Bring up the "Prompt" window, enter some text and tab 11 times (give or take) and then hit the space bar, you will get another modal dialog to appear. Tab indexing of buttons (or any other input) on the main browser window shouldn't be available when a modal dialog is displayed.
Quick summary: Yes, it is easy to do (see http://docs.sencha.com/extjs/4.1.3/#...tact-form.html) if you don't need to support IE6-8 (and perhaps later). We've elected to not follow that approach since it would exclude those browsers. (It also doesn't work perfectly in the iframe - click on the header bar next to open in new window and hit tab a few times, and you'll have the button behind the popup selected.)
Normally the solution might be to use an event preview, but focus/blur don't get routed through that. We played with a hack where eventpreview could be wired up for focus/blur, but it ended up being just that, a hack, so it was dropped. This is the really hard part about this - we need to detect *any* focus that happens outside of the popup, and since focus doesn't bubble, you need to get it at the source. The solution above in Ext JS hooks into a specific new browser feature meant to provide this - outside of that we're looking at hacks that may miss certain cases.
I'll spend a little time re-visiting solutions out there to see if any can be implemented without either a complete registry of all widgets (and gwt widgets won't know to register themselves) or excluding certain browsers. I'll also see if I can suggest a specific workaround that will give you this effect in a consistent cross browser way, with some involvement from your own window.
Thanks for the feedback and the other forum topics on this.
It shouldn't surprise me it is an IE issue. I guess when it didn't work for Chrome, I didn't conclude that it still could be an IE issue (but you need to be consistent)... In any case, while a work-around would be great; this is something we can live with. However, it can lead to user confusion or changing something that isn't suppose to change; so I guess some information would be helpful (for a work around).
The non-IE solution requires getting an event from the dom which GWT itself doesn't support, because IE doesn't support it.
One proposed workaround (haven't yet built it) would be to draw two fields offscreen(attach them to the rootpanel, but offset them outside of view, something like -1000,-1000).

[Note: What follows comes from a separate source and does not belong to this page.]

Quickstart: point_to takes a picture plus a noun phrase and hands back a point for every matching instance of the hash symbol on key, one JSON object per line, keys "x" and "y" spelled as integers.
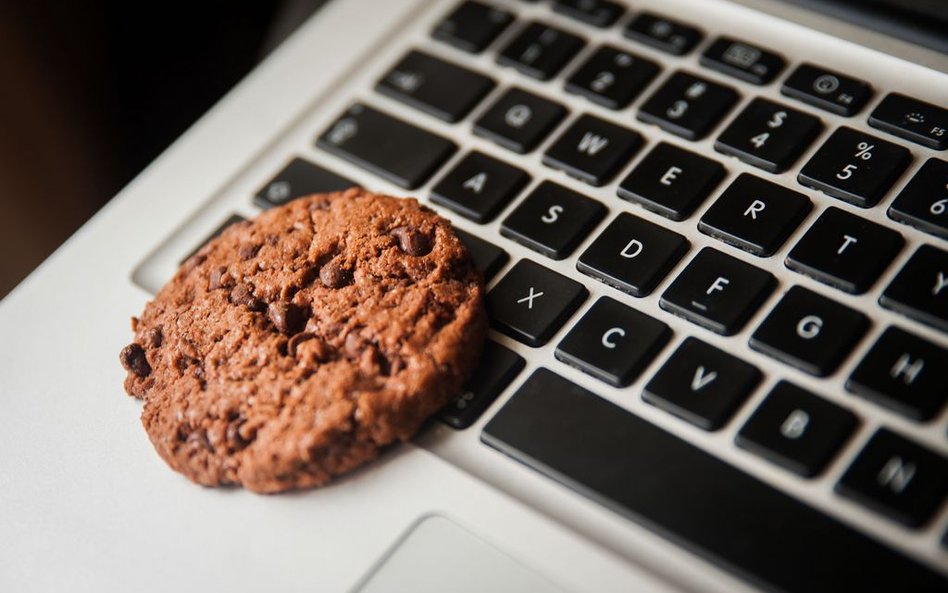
{"x": 529, "y": 298}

Set the tabindex of those fields to different values, one high and one low, then set the tab index of each field/button in the window to between those values (possibly all the same value). Stick a focus handler on the two dummy fields - the lower one should call focus on the last focusable item in the window, and the higher value one should focus the first item. Ideally, all items in the window would have the same z-index, and so can be all assigned some higher value together. If you can make assumptions like that (z-indicies are either the default value or will be fixed after the window is shown until it is hidden), you could build a window subclass or a component plugin that re-numbers the tab indicies in this way.
This solution won't work in GXT itself, as it greatly limits what can be done with tab indicies, and changes any value that was deliberately set. The GXT 2 solution was to limit users to GXT widgets, a limitation we elected not to enforce in GXT 3 to be more flexible.
I just read the GWT PopupPanel implementation and apparently they are using a preview handler to capture focus events. I thought that this was not possible, but will test it again, and test their implementation, as I do not believe that it works correctly. There is also the added wrinkle that if it does work, it may prevent ComboBox, DateField, etc from behaving correctly (as they use their own popups on top of the current window).